The voice spoke again. “Accept this offer.” I nodded.
“Do you really believe I see visions of the dead floating in front of my eyes when I am holding a rally or giving a public presentation?” She released my hand from her grasp.
“Don’t you? That is your reputation within the Spiritualist community,” I said, tryi
ng to keep my voice even. I could hardly hear my own words over the swishing of blood in my ears as I thought of Lucy and the disappointment she would feel knowing Sophronia was a fraud. “It is part of the way you bill your public appearances.”
“Very effective it is, too. I was quite pleased with myself when I decided to add the theatrical flair of Spiritualism to my presentations.”
“Are you entrusting me with the confidence that you are a fraud?” I was flabbergasted. Sophronia had so much to lose if I were to share her secret with the world.
“Certainly not. It’s just that there is a narrow gap between what the audience would like to hear I can do and what I actually do. It seems remarkably similar to what you do.”
“What is it that you do if you don’t see spirits of the dead?” I asked. I wasn’t sure if I should be hopeful or even more worried by her admission.

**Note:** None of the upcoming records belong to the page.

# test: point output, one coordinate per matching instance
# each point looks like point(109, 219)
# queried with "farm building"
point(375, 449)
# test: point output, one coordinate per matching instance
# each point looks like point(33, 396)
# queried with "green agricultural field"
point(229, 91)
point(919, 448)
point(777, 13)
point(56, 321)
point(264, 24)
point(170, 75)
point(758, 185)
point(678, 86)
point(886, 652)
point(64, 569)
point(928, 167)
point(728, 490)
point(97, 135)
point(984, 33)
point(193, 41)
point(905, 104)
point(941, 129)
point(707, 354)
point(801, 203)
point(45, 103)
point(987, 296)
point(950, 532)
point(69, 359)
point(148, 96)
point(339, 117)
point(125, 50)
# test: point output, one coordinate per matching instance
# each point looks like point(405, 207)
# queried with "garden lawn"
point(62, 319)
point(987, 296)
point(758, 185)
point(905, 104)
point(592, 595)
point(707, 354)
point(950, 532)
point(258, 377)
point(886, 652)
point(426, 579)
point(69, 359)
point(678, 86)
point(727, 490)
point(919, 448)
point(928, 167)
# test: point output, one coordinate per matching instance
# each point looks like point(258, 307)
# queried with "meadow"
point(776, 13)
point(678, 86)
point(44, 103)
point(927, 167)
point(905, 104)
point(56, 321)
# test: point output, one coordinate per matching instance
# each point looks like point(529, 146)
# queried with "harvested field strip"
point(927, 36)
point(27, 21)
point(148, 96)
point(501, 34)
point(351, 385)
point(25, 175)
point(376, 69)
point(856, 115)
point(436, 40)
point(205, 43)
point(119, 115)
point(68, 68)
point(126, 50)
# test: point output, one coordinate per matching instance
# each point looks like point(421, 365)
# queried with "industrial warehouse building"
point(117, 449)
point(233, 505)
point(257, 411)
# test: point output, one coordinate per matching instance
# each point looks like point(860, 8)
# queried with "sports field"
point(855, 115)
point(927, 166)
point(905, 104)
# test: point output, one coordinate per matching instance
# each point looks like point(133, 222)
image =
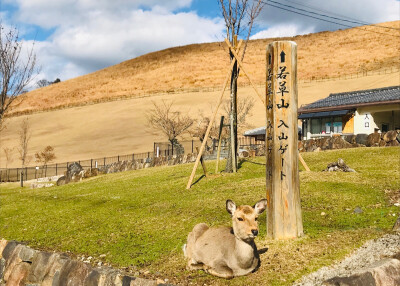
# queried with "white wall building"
point(352, 113)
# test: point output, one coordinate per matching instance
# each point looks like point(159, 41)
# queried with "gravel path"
point(371, 251)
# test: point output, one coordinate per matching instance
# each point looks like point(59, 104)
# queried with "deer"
point(226, 252)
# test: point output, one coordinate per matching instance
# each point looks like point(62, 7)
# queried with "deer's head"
point(244, 219)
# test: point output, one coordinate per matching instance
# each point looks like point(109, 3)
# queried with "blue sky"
point(76, 37)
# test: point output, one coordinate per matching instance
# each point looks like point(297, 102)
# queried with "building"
point(352, 113)
point(347, 113)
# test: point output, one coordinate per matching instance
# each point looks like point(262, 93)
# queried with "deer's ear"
point(230, 207)
point(260, 206)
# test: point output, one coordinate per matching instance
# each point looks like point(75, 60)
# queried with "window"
point(385, 127)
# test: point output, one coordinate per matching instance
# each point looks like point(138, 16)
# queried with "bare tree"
point(24, 137)
point(244, 107)
point(8, 153)
point(45, 156)
point(171, 122)
point(239, 18)
point(16, 71)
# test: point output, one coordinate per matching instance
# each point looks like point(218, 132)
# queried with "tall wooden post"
point(284, 219)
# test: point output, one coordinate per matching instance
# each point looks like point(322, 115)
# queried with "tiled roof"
point(385, 94)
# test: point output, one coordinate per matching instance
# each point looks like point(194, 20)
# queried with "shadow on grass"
point(198, 180)
point(251, 162)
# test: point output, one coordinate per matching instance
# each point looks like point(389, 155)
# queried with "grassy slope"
point(324, 54)
point(140, 219)
point(119, 127)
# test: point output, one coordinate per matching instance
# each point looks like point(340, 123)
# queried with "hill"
point(320, 55)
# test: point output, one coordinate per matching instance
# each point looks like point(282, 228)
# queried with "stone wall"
point(22, 265)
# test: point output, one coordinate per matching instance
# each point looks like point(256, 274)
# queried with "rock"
point(73, 172)
point(19, 274)
point(45, 267)
point(392, 143)
point(15, 257)
point(358, 210)
point(3, 244)
point(73, 273)
point(381, 273)
point(61, 181)
point(382, 143)
point(362, 139)
point(373, 139)
point(340, 165)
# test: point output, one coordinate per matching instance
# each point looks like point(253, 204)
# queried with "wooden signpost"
point(284, 219)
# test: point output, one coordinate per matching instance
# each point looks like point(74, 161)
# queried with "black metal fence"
point(30, 173)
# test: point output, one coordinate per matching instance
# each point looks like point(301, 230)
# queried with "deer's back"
point(214, 244)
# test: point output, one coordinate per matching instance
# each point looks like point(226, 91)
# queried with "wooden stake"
point(221, 125)
point(202, 162)
point(211, 121)
point(303, 163)
point(242, 68)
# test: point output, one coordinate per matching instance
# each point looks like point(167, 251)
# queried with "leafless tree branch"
point(15, 73)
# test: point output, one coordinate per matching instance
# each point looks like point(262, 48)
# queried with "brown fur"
point(226, 252)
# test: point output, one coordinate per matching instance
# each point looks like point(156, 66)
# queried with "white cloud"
point(370, 11)
point(93, 34)
point(282, 31)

“I see not the dead but a vision of the future with such clarity it often feels more real than the present circumstances in which I find myself. Women will have the vote. They will even be elected to public office. I daresay one day even the highest office the land.” Sophronia gazed off toward the ceiling as if that bright future called to her from the plaster medallion ringing the small crystal chandelier dangling above our heads.
“Why don’t you simply share that vision with the public? Wouldn’t your supporters be overjoyed to hear such things from you?”
“For the simple reason that I have found one of the most effective ways as a woman to be heard is to not seem to be the one speaking at all.” Sophronia leaned across the table and drummed the top with her slim fingers. “If I say what I see or even what I think I am demonized as a woman who has forgotten her place. If I share messages from those who have passed into the wisdom of the great beyond, rather than it coming directly from a mere woman, the message becomes far more palatable. Especially with those who believe in the possibility of spirit communication far more than they believe in the capabilities of the female population.”